The “for what it’s worth” flag was raised in the use of the words “pilot project” to describe the program.
Here’s some speculation, based only on instinct.
The re-election of a Conservative government will see the continuation of the options program but with anyone eligible in 2005-06 not eligible for a repeat. Get profitable or consider your options that do not include government bailouts.
A subsequent program will target the next level of income-poor farm families. Temporary help is available but either to create farm profitability or exit the industry.
There has been no Conservative announcement of this strategy but it is highly unlikely that a market-oriented government and this former-businessperson agriculture minister would endorse continuing support for a business class that has routinely low gross sales and net income levels that normally qualifies for welfare.
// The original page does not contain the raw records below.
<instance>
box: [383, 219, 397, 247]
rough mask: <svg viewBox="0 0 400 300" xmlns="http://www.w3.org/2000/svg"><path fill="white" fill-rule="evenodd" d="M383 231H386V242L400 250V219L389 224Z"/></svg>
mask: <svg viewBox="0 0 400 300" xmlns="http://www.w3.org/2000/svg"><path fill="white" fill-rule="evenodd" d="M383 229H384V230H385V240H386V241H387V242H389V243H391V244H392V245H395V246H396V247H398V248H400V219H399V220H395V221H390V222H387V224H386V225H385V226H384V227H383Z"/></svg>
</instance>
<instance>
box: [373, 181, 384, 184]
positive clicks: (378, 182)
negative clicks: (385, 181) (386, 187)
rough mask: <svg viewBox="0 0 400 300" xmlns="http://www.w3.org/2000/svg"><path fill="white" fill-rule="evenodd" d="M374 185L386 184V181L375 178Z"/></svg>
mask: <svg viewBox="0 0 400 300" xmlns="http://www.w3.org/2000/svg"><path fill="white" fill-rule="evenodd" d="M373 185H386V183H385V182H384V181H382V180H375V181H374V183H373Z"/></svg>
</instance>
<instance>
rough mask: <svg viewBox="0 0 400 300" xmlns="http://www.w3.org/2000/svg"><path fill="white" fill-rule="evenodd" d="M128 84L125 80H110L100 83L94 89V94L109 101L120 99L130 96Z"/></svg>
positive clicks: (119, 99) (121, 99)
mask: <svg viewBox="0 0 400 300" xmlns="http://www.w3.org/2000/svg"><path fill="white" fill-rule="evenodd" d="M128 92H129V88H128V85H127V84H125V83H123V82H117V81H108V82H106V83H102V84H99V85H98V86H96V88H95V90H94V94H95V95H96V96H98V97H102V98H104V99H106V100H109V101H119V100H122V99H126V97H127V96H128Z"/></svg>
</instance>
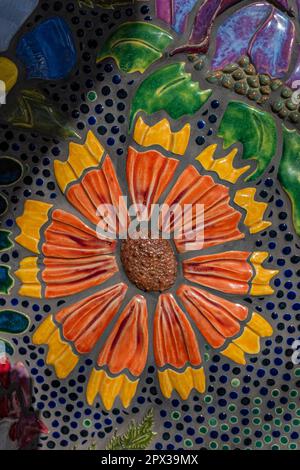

Strahl is promoting Canadian agriculture as a vibrant business sector.
He is planning ethanol and value-added policies that will give at least a select group of farmers an opportunity to make money from investment up the food chain.
And he is shepherding safety net changes that will be designed to stabilize those who occasionally make a profit. Perpetually losing sectors are not yet part of his strategy.
Which leads back to the fact that the low-income farm family options plan is a pilot project, suggesting future programs with the same intent.
Economists at Agriculture Canada and in many sinecured positions at universities long have argued that Canada’s farm sector needs a restructuring to emphasize the successful and profitable.
They have argued that government support programs, often promoted by farm lobbies opposed to the idea that any policy should aim at reducing farmer numbers, have delayed restructuring that has happened in most other sectors. Governments have shied away from anything that could be seen as an exit strategy for farmers.
Unless the reaction to the pilot project is vociferous, a re-elected Conservative government may become the first to proclaim in farm policy: prove you can survive with the options you have or look elsewhere.